New York cancels phone booth transmitter program
NEW YORK (AP) — The city has scuttled an outdoor media company's project slated to install in payphone booths thousands of transmitters that could track people's movements by sending signals to their smartphones.
Titan, which sells ad space in more than 5,000 phone kiosks, had received approval from the city to place the transmitters, known as beacons, in the booths, and 500 had already been installed around Manhattan.
The beacons emit a signal that is picked up by smartphones. The technology is most often used to send ads, called push advertising, onto people's cellphones. But the signal, which uses Bluetooth rather than Wi-Fi or cellular signals, could also be used to track the movements of the phones' owners, which would have added to the ever-increasing layers of surveillance installed in the nation's largest city since the Sept. 11, 2001, terror attacks.
The proposal was first reported Monday morning in a joint piece published by Buzzfeed and the Daily News.

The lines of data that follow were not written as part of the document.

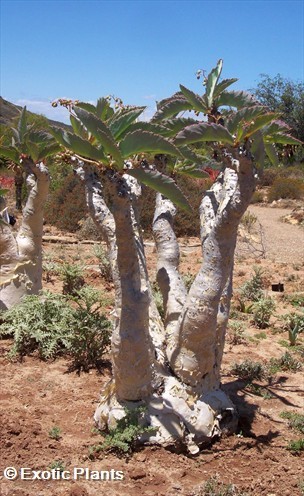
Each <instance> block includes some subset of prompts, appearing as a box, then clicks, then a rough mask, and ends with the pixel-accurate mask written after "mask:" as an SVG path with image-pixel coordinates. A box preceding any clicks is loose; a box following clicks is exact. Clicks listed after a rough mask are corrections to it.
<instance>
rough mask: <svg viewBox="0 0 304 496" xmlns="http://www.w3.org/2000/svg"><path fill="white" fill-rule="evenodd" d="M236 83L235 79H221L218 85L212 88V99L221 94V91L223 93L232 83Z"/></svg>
mask: <svg viewBox="0 0 304 496" xmlns="http://www.w3.org/2000/svg"><path fill="white" fill-rule="evenodd" d="M237 81H238V79H237V78H233V79H223V81H221V82H220V83H218V84H217V85H216V87H215V88H214V92H213V98H216V97H217V96H219V95H220V94H221V93H222V91H224V90H225V89H226V88H229V86H231V85H232V84H233V83H236V82H237Z"/></svg>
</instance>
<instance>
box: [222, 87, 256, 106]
mask: <svg viewBox="0 0 304 496" xmlns="http://www.w3.org/2000/svg"><path fill="white" fill-rule="evenodd" d="M256 104H257V100H256V99H255V98H254V96H252V95H250V93H247V92H246V91H223V92H222V93H221V94H220V96H219V97H218V98H217V99H216V106H217V107H222V106H227V107H236V108H241V107H250V106H251V105H256Z"/></svg>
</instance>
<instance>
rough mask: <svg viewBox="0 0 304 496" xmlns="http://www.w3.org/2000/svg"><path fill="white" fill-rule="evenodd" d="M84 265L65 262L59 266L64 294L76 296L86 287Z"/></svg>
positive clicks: (58, 270) (62, 288) (59, 272)
mask: <svg viewBox="0 0 304 496" xmlns="http://www.w3.org/2000/svg"><path fill="white" fill-rule="evenodd" d="M83 270H84V265H79V264H72V263H68V262H65V263H63V264H62V265H59V266H58V273H59V276H60V278H61V280H62V281H63V288H62V292H63V294H69V295H74V294H75V293H76V292H77V291H78V290H79V289H80V288H81V287H82V286H84V277H83Z"/></svg>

Hours later, the city announced that it had asked Titan to remove the beacons.
"While the beacons Titan installed in some of its phones for testing purposes are incapable of receiving or collecting any personally identifiable information, we have asked Titan to remove them from their phones," said Phil Walzak, spokesman for Democratic Mayor Bill de Blasio.
Walzak noted that Titan was helping the city pilot free Wi-Fi in public spaces.

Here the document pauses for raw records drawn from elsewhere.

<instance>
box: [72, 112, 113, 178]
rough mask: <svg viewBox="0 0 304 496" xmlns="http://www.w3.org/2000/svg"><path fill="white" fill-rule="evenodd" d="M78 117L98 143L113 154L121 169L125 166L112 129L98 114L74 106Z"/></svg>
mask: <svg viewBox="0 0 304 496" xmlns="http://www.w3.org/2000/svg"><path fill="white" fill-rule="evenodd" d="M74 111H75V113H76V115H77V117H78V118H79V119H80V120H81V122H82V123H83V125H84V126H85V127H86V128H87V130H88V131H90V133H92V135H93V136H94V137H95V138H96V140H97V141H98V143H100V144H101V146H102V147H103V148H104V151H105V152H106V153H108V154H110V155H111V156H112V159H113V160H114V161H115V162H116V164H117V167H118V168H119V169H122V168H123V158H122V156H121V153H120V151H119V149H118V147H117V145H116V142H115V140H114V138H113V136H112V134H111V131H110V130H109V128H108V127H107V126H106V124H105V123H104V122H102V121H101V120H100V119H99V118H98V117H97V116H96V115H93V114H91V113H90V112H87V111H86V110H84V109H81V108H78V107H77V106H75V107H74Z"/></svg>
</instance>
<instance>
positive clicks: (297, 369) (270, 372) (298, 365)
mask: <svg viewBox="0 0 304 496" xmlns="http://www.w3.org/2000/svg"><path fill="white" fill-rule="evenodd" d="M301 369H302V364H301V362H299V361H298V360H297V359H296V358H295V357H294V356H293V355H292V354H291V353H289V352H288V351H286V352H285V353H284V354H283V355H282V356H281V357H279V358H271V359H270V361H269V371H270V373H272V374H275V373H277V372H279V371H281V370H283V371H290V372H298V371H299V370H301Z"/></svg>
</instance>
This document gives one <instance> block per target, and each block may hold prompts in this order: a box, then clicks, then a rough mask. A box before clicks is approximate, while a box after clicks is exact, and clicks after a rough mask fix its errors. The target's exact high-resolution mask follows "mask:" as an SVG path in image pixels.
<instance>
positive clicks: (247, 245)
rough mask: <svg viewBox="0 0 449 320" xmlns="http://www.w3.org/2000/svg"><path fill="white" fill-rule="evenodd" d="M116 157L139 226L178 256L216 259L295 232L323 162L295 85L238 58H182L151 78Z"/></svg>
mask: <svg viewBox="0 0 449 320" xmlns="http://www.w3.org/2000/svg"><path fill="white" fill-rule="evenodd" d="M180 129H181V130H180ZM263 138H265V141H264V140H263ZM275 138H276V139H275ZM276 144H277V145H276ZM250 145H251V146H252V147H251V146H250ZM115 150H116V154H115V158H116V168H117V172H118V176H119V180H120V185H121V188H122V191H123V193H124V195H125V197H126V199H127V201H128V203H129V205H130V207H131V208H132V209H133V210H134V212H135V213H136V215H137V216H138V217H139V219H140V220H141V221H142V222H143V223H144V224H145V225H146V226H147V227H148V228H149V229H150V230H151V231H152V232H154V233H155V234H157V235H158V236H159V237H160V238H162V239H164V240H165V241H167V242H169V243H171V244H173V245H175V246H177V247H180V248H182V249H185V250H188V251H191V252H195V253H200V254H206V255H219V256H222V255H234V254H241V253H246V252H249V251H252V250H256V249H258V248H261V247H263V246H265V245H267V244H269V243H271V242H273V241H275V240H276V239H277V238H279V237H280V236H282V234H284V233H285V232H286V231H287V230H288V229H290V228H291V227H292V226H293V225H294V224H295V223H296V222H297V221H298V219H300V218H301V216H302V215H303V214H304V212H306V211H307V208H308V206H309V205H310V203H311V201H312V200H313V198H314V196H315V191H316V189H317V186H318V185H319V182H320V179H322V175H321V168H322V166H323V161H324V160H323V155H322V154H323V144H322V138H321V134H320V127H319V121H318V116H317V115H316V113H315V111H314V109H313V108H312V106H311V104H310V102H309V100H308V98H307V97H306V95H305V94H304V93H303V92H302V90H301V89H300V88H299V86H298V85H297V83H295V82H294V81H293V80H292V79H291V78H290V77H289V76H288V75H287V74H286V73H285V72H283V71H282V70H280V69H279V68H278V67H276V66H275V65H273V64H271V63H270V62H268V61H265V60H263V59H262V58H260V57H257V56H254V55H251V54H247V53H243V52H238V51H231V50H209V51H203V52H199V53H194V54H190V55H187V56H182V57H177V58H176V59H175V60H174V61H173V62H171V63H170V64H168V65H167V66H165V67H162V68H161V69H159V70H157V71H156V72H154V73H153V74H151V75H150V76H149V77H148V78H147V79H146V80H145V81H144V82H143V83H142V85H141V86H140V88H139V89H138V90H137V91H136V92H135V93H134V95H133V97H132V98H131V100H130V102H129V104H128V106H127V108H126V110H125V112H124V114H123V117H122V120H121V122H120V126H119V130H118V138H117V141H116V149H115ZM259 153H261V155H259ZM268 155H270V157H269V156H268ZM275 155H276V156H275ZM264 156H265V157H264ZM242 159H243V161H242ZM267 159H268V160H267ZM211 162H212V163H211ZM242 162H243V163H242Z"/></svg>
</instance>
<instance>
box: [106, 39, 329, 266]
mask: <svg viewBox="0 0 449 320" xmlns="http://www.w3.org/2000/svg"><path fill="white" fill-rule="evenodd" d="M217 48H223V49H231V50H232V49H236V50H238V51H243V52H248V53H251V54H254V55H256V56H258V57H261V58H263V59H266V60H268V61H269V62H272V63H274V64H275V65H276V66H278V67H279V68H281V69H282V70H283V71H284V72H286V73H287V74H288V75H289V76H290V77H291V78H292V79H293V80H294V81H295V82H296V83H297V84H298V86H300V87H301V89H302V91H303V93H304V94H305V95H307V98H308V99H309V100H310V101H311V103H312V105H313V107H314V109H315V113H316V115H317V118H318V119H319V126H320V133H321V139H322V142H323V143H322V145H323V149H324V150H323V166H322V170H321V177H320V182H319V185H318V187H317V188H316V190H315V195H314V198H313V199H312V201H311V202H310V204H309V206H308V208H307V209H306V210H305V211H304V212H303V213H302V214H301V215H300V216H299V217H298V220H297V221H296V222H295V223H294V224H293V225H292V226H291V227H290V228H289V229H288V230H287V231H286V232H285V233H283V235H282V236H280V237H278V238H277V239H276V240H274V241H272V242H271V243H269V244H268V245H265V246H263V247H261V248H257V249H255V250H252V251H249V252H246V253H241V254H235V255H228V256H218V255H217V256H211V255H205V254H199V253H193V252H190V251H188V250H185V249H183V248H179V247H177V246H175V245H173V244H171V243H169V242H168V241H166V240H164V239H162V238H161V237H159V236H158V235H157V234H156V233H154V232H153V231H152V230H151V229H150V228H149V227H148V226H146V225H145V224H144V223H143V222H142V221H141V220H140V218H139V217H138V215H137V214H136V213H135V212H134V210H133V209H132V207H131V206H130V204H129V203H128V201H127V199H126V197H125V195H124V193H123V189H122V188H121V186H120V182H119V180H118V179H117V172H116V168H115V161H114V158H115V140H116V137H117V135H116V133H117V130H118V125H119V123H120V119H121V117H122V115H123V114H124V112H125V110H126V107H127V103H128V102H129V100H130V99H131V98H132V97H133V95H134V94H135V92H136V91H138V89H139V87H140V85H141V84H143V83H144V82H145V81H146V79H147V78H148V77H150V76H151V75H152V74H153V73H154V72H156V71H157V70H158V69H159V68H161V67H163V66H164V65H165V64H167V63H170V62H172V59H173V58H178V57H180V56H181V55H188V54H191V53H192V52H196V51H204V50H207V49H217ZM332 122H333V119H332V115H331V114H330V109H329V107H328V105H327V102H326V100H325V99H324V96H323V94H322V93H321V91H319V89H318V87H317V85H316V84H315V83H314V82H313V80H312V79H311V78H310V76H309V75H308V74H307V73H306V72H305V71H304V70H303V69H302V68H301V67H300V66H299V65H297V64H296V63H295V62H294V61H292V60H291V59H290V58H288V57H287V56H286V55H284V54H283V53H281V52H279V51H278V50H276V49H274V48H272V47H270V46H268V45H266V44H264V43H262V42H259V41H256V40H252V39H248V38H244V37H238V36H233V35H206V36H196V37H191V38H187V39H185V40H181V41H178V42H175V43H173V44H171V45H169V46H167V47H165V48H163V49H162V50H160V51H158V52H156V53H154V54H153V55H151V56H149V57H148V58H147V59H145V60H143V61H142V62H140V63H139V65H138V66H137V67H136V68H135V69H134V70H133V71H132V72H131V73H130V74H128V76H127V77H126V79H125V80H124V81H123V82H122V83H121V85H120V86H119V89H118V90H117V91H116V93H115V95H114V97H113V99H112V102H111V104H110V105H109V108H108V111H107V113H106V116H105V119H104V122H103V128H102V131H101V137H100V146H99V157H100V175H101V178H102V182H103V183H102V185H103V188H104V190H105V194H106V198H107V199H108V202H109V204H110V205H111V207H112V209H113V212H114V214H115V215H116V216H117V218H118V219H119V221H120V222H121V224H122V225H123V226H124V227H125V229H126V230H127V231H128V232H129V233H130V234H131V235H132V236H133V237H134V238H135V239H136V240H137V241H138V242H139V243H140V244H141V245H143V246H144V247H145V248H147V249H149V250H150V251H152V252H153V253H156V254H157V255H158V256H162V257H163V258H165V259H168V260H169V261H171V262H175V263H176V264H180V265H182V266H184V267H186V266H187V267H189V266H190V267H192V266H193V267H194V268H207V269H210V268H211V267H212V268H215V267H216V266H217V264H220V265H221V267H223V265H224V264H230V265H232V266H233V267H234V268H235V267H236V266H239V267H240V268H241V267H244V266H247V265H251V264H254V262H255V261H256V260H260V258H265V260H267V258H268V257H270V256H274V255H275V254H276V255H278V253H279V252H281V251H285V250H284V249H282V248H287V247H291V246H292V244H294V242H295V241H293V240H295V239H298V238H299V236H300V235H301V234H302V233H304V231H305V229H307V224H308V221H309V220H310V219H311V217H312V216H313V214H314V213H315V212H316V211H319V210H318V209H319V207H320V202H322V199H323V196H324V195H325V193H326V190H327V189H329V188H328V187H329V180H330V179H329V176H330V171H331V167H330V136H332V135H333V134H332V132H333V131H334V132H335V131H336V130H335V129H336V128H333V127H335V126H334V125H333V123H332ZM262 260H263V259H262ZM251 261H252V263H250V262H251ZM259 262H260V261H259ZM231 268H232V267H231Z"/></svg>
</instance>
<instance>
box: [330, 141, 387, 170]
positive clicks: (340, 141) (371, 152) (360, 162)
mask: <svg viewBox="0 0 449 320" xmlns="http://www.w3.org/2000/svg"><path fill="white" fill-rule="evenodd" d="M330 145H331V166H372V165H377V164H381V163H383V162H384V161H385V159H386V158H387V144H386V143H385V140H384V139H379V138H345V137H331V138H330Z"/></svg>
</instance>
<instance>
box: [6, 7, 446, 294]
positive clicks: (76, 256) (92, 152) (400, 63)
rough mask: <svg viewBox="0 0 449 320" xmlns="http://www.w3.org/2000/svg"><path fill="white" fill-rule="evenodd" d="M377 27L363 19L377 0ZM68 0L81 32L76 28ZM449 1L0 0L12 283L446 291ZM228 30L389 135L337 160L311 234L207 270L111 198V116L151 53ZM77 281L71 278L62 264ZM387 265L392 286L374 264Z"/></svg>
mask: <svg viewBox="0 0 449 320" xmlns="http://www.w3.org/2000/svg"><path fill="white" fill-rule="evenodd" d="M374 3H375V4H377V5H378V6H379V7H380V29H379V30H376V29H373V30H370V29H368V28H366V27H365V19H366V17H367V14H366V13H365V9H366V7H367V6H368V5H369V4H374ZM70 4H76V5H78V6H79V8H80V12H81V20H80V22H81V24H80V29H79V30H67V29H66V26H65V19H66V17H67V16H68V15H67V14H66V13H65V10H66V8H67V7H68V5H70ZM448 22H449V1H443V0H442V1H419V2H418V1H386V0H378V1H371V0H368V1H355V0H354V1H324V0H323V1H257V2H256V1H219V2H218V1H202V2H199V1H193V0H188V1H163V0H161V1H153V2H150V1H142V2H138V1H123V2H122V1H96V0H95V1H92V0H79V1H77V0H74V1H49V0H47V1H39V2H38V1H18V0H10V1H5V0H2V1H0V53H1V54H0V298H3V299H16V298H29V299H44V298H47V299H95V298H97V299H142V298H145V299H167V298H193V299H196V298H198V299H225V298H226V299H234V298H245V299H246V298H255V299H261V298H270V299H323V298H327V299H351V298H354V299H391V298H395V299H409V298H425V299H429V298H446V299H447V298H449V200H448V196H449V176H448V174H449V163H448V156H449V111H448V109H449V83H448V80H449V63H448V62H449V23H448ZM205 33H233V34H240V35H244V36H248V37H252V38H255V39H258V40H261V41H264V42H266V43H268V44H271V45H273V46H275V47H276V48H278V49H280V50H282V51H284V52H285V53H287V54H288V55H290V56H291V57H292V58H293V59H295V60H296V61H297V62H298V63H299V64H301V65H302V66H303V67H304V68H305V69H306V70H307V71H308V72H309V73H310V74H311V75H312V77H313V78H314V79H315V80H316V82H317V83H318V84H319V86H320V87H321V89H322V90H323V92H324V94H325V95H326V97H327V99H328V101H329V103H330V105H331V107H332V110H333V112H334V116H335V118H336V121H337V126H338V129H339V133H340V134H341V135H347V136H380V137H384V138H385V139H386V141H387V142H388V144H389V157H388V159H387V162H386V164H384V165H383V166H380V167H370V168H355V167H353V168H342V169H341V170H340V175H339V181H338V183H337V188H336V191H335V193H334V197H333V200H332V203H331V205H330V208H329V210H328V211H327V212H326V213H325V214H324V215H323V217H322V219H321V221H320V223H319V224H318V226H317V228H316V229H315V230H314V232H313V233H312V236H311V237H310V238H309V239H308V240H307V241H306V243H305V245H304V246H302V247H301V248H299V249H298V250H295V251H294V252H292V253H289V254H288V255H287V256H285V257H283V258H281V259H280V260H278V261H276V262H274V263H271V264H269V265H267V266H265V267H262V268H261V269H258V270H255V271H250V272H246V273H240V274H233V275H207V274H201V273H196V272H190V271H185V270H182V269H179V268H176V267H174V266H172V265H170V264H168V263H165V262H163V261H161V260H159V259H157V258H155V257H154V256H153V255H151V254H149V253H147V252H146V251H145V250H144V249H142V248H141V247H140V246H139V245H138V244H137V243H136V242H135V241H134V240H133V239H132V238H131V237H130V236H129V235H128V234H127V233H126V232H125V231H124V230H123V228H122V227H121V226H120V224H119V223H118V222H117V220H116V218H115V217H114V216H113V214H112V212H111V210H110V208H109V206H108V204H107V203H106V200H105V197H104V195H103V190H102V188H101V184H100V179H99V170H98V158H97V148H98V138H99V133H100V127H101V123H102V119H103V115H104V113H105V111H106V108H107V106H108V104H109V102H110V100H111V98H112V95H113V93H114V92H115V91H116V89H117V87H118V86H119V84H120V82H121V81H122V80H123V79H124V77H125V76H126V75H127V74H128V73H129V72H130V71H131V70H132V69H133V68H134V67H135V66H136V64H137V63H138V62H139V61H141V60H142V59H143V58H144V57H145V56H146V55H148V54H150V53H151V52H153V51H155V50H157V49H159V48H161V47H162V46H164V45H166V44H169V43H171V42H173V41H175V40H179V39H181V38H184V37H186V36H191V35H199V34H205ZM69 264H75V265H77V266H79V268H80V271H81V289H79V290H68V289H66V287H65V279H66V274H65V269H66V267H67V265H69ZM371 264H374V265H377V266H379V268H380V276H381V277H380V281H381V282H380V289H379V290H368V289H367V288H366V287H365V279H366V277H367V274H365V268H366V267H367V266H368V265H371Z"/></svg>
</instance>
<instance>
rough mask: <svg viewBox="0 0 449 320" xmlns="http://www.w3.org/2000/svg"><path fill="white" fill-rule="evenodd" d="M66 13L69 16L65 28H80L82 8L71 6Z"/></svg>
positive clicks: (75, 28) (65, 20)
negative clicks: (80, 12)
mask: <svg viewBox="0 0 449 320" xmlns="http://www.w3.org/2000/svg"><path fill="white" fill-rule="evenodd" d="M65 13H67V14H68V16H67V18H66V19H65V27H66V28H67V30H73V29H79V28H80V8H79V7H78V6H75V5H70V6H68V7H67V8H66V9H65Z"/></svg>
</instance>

A spokesman for Titan said that the beacons were not intended to track people but it would honor the city's request to remove them. The beacons are expected to be removed in the coming days.
Civil liberties groups complained about a possible invasion of privacy and the lack of public discussion over the program.

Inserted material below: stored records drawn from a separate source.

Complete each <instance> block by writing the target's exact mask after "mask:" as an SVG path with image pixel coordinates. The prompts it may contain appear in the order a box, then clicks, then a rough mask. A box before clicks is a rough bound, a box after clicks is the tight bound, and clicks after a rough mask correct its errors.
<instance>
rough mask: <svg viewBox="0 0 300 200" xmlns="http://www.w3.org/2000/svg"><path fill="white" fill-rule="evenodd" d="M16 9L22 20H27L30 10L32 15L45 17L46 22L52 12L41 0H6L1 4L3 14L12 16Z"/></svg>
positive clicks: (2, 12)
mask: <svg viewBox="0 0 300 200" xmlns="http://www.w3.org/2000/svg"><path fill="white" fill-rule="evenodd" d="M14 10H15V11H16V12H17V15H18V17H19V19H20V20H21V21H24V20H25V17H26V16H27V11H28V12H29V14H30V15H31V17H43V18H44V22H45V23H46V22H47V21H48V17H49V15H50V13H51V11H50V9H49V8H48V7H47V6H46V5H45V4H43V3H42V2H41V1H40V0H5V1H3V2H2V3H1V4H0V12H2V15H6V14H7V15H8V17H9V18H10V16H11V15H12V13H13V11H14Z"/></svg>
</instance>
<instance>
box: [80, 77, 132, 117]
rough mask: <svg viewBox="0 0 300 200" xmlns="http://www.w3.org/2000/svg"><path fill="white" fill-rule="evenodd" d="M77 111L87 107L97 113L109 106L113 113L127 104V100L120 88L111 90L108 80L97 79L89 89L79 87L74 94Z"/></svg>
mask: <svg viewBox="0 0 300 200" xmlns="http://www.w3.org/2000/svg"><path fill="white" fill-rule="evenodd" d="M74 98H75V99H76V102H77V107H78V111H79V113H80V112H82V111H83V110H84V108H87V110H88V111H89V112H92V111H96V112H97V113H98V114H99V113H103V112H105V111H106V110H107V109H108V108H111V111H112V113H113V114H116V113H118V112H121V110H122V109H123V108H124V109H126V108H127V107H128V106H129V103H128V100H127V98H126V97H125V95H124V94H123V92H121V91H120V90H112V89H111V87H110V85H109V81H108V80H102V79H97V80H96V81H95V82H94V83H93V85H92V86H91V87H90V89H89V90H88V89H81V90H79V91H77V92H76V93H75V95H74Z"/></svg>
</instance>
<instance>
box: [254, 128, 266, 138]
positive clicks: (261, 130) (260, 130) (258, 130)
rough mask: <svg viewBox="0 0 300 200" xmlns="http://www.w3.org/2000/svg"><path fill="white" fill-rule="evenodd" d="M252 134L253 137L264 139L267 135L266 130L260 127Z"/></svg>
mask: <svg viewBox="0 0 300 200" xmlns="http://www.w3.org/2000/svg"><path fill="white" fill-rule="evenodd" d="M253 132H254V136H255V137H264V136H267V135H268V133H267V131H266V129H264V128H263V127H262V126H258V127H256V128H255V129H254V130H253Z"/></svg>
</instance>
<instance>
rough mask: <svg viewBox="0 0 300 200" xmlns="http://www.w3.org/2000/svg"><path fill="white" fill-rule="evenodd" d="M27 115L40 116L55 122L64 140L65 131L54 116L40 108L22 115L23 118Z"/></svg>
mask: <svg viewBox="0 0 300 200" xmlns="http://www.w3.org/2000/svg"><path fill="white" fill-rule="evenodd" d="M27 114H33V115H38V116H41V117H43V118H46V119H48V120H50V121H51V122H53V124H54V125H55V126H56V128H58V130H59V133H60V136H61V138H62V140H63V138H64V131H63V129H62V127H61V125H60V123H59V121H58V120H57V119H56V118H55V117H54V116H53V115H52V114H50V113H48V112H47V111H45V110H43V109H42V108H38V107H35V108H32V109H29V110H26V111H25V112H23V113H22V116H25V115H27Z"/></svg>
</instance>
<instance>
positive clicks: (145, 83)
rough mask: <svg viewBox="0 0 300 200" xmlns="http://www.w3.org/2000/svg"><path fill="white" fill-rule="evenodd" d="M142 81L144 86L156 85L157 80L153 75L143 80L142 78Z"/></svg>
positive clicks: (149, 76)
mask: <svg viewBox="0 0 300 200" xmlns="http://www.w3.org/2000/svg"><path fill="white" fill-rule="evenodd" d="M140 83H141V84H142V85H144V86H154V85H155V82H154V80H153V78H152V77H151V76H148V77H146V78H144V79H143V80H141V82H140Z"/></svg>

"To the extent that the city is involved in this, the lack of transparency (is) of even greater concern," the head of the New York Civil Liberties Union, Donna Lieberman, told Buzzfeed.
The revelation in New York comes as a similar battle over privacy is being waged on the West Coast. More than a year ago, Seattle police vowed not to turn on a network of surveillance cameras and transmitters to track residents but has yet to publicize a policy as to how they will use the devices. Last month, one of them turned on — police said it was inadvertently — which raised concerns from right-to-privacy groups.
A furor has also erupted in London, where an advertising company has installed transmitters in trash cans to track cellphones. And in Washington, several cellphone tracking towers have been spotted around the city, but the identities of their operators remain a mystery.